Airport scans radiations: be careful

Radiation risks cited in full-body airport scans

Full-body airport security scanners manufactured by Torrance-based Rapiscan Inc. expose the skin to high radiation levels that may lead to cancer and other health problems, according to researchers from the University of California, San Francisco.

Particularly at risk, the researchers said, are travelers who are pregnant, elderly or have weakened immune systems.

The machines emit X-ray energy levels that would be safe if they were distributed throughout the body, but a majority of that energy is delivered to the skin and underlying tissue at levels that “may be dangerously high,” the researchers wrote last month to the White House Office of Science and Technology.

Two Rapiscan backscatter machines have been tested over the past two years at Los Angeles International Airport, with more expected to arrive by the end of the year as part of a nationwide deployment.

“These scanners work because of the energy level of X-rays being concentrated on one area of the body,” said David Agard, a professor of biochemistry and biophysics at UC San Francisco and one of the four researchers who raised concerns about the machines.

“The numbers are small, mind you, so it’s not like this is a chest X-ray by any means,” Agard said. “But it is an increment of radiation that isn’t trivial.”

Executives at Rapiscan’s office in Torrance referred inquiries to the company’s spokesman in Arlington, Va., who did not return four phone calls seeking


However, officials with the Department of Homeland Security defended the use of Rapiscan’s backscatter machines, which are 9 feet long and 6” feet wide and bounce low-level X-rays off airlines passengers to peek underneath clothes as a secondary security screening measure.

While radiation exposure should be avoided, the amount of energy emitted from the machines is equal to two minutes in flight at cruising altitude, said Dr. Alex Garza, chief medical officer for the Department of Homeland Security.

Travelers who do not wish to be screened can still opt for a full-body pat-down, Garza said.

“The radiation exposure risk of backscatter imaging technology is so low, it’s almost negligible,” Garza said. “We take very seriously our duty to deploy technology to prevent terrorist attacks and protect the American people; however, we will not compromise on the safety to the public in meeting that goal.”
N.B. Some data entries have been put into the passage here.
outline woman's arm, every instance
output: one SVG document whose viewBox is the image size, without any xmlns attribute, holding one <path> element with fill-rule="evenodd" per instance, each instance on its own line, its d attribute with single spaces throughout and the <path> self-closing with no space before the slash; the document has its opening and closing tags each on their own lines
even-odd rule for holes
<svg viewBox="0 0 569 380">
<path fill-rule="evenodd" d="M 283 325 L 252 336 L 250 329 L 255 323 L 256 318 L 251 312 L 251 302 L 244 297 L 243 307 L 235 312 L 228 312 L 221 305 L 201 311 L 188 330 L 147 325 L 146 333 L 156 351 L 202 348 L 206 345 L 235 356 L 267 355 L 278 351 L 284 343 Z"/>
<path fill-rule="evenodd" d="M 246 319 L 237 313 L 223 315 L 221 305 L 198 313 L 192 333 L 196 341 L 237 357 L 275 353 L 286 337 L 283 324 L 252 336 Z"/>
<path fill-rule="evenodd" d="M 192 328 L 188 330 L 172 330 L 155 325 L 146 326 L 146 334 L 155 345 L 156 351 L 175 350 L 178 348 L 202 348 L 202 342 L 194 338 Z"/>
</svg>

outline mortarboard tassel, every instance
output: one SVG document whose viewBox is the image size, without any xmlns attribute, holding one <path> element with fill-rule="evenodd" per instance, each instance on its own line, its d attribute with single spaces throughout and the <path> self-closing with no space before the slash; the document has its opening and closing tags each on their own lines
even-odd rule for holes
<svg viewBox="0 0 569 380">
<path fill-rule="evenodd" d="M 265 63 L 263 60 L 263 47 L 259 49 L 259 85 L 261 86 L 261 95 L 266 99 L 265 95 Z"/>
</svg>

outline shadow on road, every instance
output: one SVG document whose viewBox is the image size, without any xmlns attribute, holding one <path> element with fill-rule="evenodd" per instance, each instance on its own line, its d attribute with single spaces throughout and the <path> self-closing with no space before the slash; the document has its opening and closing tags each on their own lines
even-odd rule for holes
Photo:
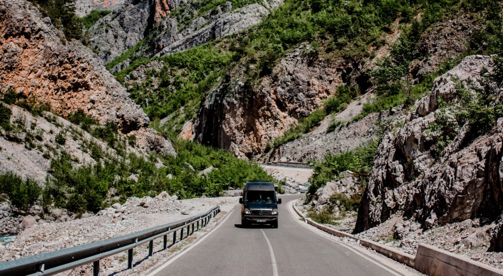
<svg viewBox="0 0 503 276">
<path fill-rule="evenodd" d="M 248 224 L 247 225 L 243 225 L 243 224 L 234 224 L 234 227 L 236 228 L 243 228 L 243 229 L 261 229 L 261 228 L 272 228 L 272 225 L 269 224 Z"/>
</svg>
Politicians called for a wide deployment of the body imaging scanners nationwide just weeks after a 23-year-old Nigerian national allegedly tried to light an explosive device aboard a Northwest Airlines flight from Amsterdam to Detroit on Christmas Day. Authorities have said the machines would have been able to detect the explosives, which were hidden in the man’s underwear.
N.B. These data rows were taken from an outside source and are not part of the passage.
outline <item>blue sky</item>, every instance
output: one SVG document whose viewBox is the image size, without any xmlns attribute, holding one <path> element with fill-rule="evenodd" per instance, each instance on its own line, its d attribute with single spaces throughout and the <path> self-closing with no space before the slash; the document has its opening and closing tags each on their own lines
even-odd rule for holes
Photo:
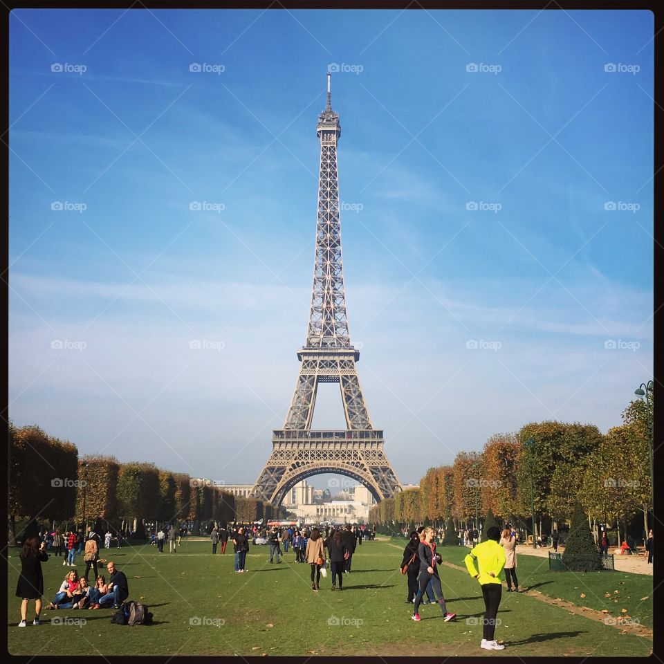
<svg viewBox="0 0 664 664">
<path fill-rule="evenodd" d="M 528 421 L 619 424 L 652 376 L 652 28 L 15 10 L 10 417 L 255 479 L 305 338 L 331 66 L 351 336 L 402 481 Z M 344 427 L 336 386 L 314 425 Z"/>
</svg>

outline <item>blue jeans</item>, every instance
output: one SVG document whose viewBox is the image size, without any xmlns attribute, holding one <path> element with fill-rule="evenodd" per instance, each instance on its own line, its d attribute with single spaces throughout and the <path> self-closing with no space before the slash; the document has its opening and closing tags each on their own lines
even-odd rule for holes
<svg viewBox="0 0 664 664">
<path fill-rule="evenodd" d="M 108 607 L 111 605 L 119 607 L 127 599 L 127 596 L 122 592 L 120 586 L 113 586 L 113 590 L 110 593 L 102 595 L 99 598 L 98 604 L 100 607 Z"/>
</svg>

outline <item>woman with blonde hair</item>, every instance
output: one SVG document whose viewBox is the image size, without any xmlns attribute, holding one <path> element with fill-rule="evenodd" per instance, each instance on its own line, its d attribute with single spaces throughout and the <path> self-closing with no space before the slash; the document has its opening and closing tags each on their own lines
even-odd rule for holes
<svg viewBox="0 0 664 664">
<path fill-rule="evenodd" d="M 517 540 L 512 531 L 506 528 L 501 535 L 501 546 L 505 549 L 505 580 L 507 581 L 507 591 L 512 592 L 512 579 L 514 579 L 514 591 L 519 592 L 519 580 L 517 579 Z M 511 575 L 511 578 L 510 578 Z"/>
<path fill-rule="evenodd" d="M 320 589 L 318 582 L 320 581 L 320 568 L 325 564 L 325 548 L 323 546 L 323 538 L 320 536 L 317 528 L 311 531 L 311 535 L 307 540 L 304 555 L 306 562 L 311 566 L 311 589 L 317 593 Z"/>
<path fill-rule="evenodd" d="M 438 597 L 438 603 L 441 606 L 443 618 L 445 622 L 448 622 L 456 614 L 451 614 L 448 611 L 445 598 L 443 596 L 443 588 L 441 586 L 441 578 L 439 576 L 437 569 L 437 565 L 443 562 L 443 559 L 439 553 L 436 553 L 436 542 L 434 542 L 436 531 L 430 526 L 424 529 L 423 535 L 424 537 L 418 547 L 420 573 L 417 577 L 418 589 L 417 594 L 415 596 L 415 608 L 413 611 L 412 619 L 416 622 L 420 620 L 418 613 L 420 603 L 422 601 L 422 596 L 430 581 L 434 593 Z"/>
</svg>

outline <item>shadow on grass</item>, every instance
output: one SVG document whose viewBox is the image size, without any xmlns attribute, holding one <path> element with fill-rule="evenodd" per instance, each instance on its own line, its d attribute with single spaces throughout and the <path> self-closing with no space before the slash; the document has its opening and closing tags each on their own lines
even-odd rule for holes
<svg viewBox="0 0 664 664">
<path fill-rule="evenodd" d="M 528 638 L 522 638 L 520 641 L 507 641 L 508 645 L 527 645 L 528 643 L 540 643 L 542 641 L 551 641 L 555 638 L 568 638 L 570 636 L 578 636 L 579 634 L 587 634 L 585 631 L 550 631 L 544 634 L 533 634 Z"/>
</svg>

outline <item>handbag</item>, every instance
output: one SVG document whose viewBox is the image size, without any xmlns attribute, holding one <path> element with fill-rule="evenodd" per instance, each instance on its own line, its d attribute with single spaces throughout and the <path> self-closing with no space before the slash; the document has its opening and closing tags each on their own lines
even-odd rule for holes
<svg viewBox="0 0 664 664">
<path fill-rule="evenodd" d="M 411 564 L 413 562 L 413 561 L 415 560 L 415 556 L 416 556 L 416 555 L 417 555 L 416 553 L 414 553 L 414 554 L 413 554 L 413 557 L 401 568 L 401 573 L 402 573 L 402 574 L 405 574 L 405 573 L 407 573 L 407 571 L 408 571 L 408 567 L 410 566 L 410 564 Z"/>
</svg>

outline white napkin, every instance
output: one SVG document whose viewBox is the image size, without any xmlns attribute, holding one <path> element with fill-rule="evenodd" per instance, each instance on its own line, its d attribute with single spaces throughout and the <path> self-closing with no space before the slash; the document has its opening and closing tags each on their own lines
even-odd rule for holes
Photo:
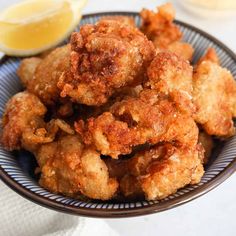
<svg viewBox="0 0 236 236">
<path fill-rule="evenodd" d="M 72 216 L 21 197 L 0 180 L 0 235 L 117 236 L 104 220 Z"/>
</svg>

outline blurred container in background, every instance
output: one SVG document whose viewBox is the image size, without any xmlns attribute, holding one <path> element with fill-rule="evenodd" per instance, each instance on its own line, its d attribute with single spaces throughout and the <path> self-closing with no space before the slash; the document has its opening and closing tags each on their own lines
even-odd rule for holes
<svg viewBox="0 0 236 236">
<path fill-rule="evenodd" d="M 236 0 L 179 0 L 179 2 L 188 11 L 206 18 L 236 16 Z"/>
</svg>

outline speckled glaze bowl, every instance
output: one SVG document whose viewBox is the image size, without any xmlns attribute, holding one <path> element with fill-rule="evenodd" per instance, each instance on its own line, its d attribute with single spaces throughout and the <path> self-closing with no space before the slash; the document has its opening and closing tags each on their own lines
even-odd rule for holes
<svg viewBox="0 0 236 236">
<path fill-rule="evenodd" d="M 84 15 L 80 25 L 95 23 L 105 15 L 126 15 L 134 17 L 140 23 L 138 13 L 108 12 Z M 207 33 L 186 23 L 176 21 L 184 34 L 184 40 L 195 48 L 193 63 L 208 47 L 214 47 L 222 66 L 228 68 L 236 78 L 236 56 L 225 45 Z M 78 25 L 76 30 L 79 30 Z M 0 62 L 0 116 L 7 100 L 22 87 L 16 75 L 20 58 L 4 57 Z M 23 197 L 44 207 L 90 217 L 131 217 L 164 211 L 189 202 L 215 188 L 236 170 L 236 136 L 219 142 L 213 152 L 205 174 L 199 184 L 187 186 L 161 201 L 136 201 L 119 203 L 114 201 L 78 200 L 51 193 L 37 182 L 34 169 L 37 166 L 34 157 L 25 151 L 7 152 L 0 147 L 0 177 L 14 191 Z"/>
</svg>

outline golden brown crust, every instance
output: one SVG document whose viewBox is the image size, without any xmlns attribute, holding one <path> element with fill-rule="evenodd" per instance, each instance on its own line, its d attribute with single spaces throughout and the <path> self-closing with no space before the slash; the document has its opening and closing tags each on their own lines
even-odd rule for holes
<svg viewBox="0 0 236 236">
<path fill-rule="evenodd" d="M 17 75 L 19 76 L 24 87 L 27 88 L 28 84 L 31 83 L 34 72 L 41 61 L 42 59 L 38 57 L 30 57 L 21 61 L 17 70 Z"/>
<path fill-rule="evenodd" d="M 56 48 L 36 67 L 33 78 L 26 88 L 46 105 L 53 105 L 59 98 L 57 83 L 62 72 L 69 68 L 69 46 Z"/>
<path fill-rule="evenodd" d="M 129 16 L 122 16 L 122 15 L 116 15 L 116 16 L 103 16 L 100 20 L 111 20 L 111 21 L 119 21 L 122 24 L 129 25 L 131 27 L 135 27 L 135 22 L 133 17 Z"/>
<path fill-rule="evenodd" d="M 175 10 L 171 3 L 158 7 L 158 12 L 142 10 L 141 31 L 160 49 L 167 49 L 168 45 L 179 41 L 182 37 L 178 26 L 173 23 Z"/>
<path fill-rule="evenodd" d="M 99 153 L 84 147 L 76 135 L 43 145 L 36 157 L 41 169 L 40 184 L 50 191 L 107 200 L 118 188 Z"/>
<path fill-rule="evenodd" d="M 188 61 L 174 53 L 160 52 L 148 67 L 148 84 L 165 94 L 176 90 L 183 92 L 191 100 L 192 73 L 193 68 Z"/>
<path fill-rule="evenodd" d="M 197 65 L 200 65 L 203 61 L 211 61 L 217 65 L 220 65 L 220 59 L 216 53 L 216 50 L 214 48 L 208 48 L 206 50 L 206 53 L 204 56 L 202 56 L 199 61 L 197 62 Z"/>
<path fill-rule="evenodd" d="M 71 73 L 58 86 L 62 97 L 87 105 L 102 105 L 118 88 L 139 84 L 155 53 L 137 28 L 113 20 L 82 26 L 71 47 Z"/>
<path fill-rule="evenodd" d="M 91 118 L 85 127 L 76 127 L 84 142 L 94 144 L 103 155 L 117 158 L 132 147 L 146 142 L 176 141 L 183 145 L 197 143 L 198 128 L 175 96 L 159 97 L 153 90 L 138 98 L 115 103 L 110 112 Z M 182 124 L 185 124 L 183 126 Z M 81 130 L 85 129 L 85 132 Z"/>
<path fill-rule="evenodd" d="M 199 132 L 198 142 L 204 148 L 203 163 L 206 165 L 211 157 L 212 149 L 214 147 L 213 138 L 204 131 Z"/>
<path fill-rule="evenodd" d="M 41 144 L 52 142 L 59 130 L 74 133 L 60 119 L 46 123 L 43 119 L 46 112 L 46 107 L 34 94 L 25 91 L 14 95 L 6 104 L 2 119 L 1 143 L 4 148 L 35 152 Z"/>
<path fill-rule="evenodd" d="M 167 50 L 173 52 L 183 58 L 184 60 L 191 61 L 194 53 L 194 48 L 191 44 L 176 41 L 168 45 Z"/>
<path fill-rule="evenodd" d="M 147 200 L 163 199 L 187 184 L 196 184 L 204 173 L 197 146 L 175 147 L 168 143 L 138 153 L 129 168 L 132 177 L 124 178 L 129 187 L 122 188 L 123 194 L 138 194 L 139 188 L 132 182 L 139 183 Z"/>
<path fill-rule="evenodd" d="M 193 76 L 195 120 L 209 135 L 234 135 L 236 82 L 231 73 L 211 61 L 197 66 Z"/>
<path fill-rule="evenodd" d="M 46 107 L 35 95 L 28 92 L 14 95 L 6 104 L 2 119 L 1 142 L 4 148 L 10 151 L 20 149 L 23 133 L 34 134 L 38 128 L 43 128 L 42 118 L 46 111 Z"/>
</svg>

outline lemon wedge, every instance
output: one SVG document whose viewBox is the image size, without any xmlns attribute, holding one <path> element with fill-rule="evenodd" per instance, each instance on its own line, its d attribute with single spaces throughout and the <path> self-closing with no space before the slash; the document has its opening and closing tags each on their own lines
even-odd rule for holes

The Transportation Security Administration is expected to install 450 backscatter machines at LAX and 10 other airports across the country by the end of the year, funded by the American Recovery and Reinvestment Act.
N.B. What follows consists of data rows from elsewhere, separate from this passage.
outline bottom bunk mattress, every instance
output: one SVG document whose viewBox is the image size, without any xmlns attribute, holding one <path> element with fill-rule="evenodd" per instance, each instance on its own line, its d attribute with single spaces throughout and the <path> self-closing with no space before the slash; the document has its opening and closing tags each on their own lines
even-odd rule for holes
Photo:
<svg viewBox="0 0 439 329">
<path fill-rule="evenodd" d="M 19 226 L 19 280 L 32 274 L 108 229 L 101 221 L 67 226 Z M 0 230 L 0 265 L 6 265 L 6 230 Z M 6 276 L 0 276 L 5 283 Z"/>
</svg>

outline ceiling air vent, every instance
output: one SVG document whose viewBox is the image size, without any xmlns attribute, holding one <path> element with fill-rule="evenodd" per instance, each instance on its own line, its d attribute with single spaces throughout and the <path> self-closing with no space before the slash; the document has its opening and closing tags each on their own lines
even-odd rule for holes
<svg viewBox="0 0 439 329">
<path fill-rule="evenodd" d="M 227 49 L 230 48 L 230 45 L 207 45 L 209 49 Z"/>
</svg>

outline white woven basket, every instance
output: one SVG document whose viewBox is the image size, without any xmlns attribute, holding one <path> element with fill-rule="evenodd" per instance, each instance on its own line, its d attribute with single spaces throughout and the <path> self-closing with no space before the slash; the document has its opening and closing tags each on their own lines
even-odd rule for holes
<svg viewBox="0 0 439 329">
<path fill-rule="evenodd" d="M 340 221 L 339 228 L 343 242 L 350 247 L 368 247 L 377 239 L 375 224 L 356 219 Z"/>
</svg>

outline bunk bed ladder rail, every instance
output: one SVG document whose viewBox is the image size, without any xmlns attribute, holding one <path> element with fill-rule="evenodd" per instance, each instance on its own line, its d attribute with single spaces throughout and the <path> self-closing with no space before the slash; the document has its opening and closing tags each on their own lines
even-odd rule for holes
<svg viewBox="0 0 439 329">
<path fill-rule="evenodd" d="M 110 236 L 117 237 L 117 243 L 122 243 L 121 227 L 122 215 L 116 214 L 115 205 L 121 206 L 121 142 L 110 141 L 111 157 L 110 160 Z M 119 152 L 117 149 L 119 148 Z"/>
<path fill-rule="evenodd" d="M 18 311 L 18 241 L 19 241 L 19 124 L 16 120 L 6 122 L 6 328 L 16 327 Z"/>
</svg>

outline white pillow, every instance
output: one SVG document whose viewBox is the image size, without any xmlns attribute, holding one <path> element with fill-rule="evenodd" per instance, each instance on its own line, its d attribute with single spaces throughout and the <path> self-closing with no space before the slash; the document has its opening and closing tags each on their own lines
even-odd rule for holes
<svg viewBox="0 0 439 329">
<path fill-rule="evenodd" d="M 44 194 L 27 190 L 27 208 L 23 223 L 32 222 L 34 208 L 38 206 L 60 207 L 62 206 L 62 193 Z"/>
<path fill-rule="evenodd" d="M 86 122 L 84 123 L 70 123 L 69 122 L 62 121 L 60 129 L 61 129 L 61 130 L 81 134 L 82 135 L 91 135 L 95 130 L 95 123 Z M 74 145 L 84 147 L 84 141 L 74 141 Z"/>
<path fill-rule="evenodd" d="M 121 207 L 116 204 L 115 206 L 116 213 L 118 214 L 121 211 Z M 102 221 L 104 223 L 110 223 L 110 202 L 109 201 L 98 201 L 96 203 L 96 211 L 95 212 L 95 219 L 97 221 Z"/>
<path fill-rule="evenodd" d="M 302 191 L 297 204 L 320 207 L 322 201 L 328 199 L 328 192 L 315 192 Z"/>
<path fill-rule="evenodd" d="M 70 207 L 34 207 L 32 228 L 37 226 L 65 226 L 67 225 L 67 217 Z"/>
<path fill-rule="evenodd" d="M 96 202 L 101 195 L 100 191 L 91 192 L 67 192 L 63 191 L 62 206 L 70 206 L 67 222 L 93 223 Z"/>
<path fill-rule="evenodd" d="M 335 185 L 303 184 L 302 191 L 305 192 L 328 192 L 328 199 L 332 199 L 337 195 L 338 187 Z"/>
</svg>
At a cost of $190,000 each, the scanners produce intimate images that obscure the faces of passengers, but natural curves and crevices are seen clearly enough to detect hidden weapons or explosives. The graphic portraits are immediately deleted after they are viewed by security screeners in a remote, enclosed area away from passengers.

The National Council on Radiation Protection and Measurements released a statement last week that said a traveler would need to go through 2,500 body scans annually—or 10 times a day for a year—to meet the annual effective dose.

Researchers at UC San Francisco said that comparing the X-ray levels emitted from the machines to cosmic ray exposure during flights is “misleading.”

“Air travel cosmic rays are understood in terms of whole body volume doses, while these airport scanners deposit their energy directly into the skin,” Agard said. “We’re not trying to be alarmist, but cautious, and we would like the government to test these machines before they are put into wide use.”

Officials with the U.S. Food and Drug Administration said they found no problems with Rapiscan’s backscatter machines during tests conducted with the National Institute of Standards Technology and the Johns Hopkins University Applied Physics Laboratory.

The FDA is expected to respond to concerns raised by the team of UC San Francisco researchers sometime next month.

“We took their question seriously, but these machines are safe for the general public, including sensitive groups cited by UC San Francisco,” said Daniel Kassiday, an FDA specialist in radiation hazards. “The risk levels are extremely low, but communicating risk is never an easy thing when it comes to radiation.”